End result, the old radio's out, and I tried the new one, using the supplied 'patch cable' from the existing connectors to the new connector on the back of the new unit. AND IT WORKED! Glory be!

Didn't try it for long, because it was hanging by the wires. Tomorrow lunchtime, when it's light, I can very carefully install it in situ, and try to find holes for all the screws I took out of the dashboard thing, which currently reside in the (unused) ashtray.

Thanks for your advice and support, Matt and, as ever, Jim. Thanks to the guy in an obscure forum who gave me the idea about prising off the surround and getting to it that way.

Gerald, a happy bunny


----------



## teemyob (Nov 22, 2005)

*The radio thing*

Hello Gerald,

Wish you would ask before you buy!

Anyaway read the post and you seem to have bought the item?
And you do not need a converter lead?

I did have a quick look around and came up with this.

Kenwood Kit <£80

By coincidence this ebayer is a customer of mine.

Need any help please ask as I am very competent with ICE.

Trev


----------



## geraldandannie (Jun 4, 2006)

Thanks, Trev, but it's all been a bit of a rush. After the disappointment of not being able to hear TomTom-borne audiobooks on holiday, something needed to be done. I was trying to find 12V dc-powered external speakers, and found the Panasonic unit on offer at a shop round the corner. The beauty of it is that it's got a front-mounted AUX-in socket. So I can link the audio output of the TomTom to the stereo. Probably a strange way of doing it, and next time we'll probably put them on a CD (it reads MP3 CD-ROMS).

The Panasonic player had a converter lead in the box. I just stuck it between the existing fixed wiring and the new stereo, and away it went.

One minor point.

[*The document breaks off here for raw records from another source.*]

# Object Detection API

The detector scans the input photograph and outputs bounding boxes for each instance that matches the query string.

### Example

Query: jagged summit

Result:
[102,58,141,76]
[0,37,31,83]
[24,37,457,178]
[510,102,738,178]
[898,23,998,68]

I don't know if it's standard, but the radio is live all the time (doesn't need the ignition key). The stereo has a lovely blue "STEAL ME" light in it's standby mode. I'm wondering if it comes away with the front panel, which would be fine. Otherwise, it'll need a bit of bodging of the 12V line somewhere.

Anyhow, thanks for the link. It looks a good unit, and I would have been tempted had I not wanted to try to get the thing installed and working before tomorrow teatime.

Gerald


----------



## teemyob (Nov 22, 2005)

*No problems*

Hello Gerald,

Yes I see your point. I spent 6 hours net shopping for 2 phones Sunday. Still not got them 5 days on and 6 phonecalls and a lot of hassle later. Had I nipped into the store I would probably be sorted by now.

Anyway, any problems please drop me a line.

Trev

PS Black out that blue standby light, if you don't get it nicked you may get nicked for blue light refelcting of your screen by some bored bobby.


----------



## geraldandannie (Jun 4, 2006)

*Re: No problems*



teemyob said:


> PS Black out that blue standby light, if you don't get it nicked you may get nicked for blue light refelcting of your screen by some bored bobby.


Yes, I was worried about that. The front pops off, so the light goes with it. I'll have to check the reflection, but should be OK. I'll just paint over it if it's a prob.

Thanks for the offer of help. The thing's in, not all the screws are back in yet, but it works, and I've twiddled with the settings to get it sounding betterer. Dead chuffed! We're all set.

Gerald


----------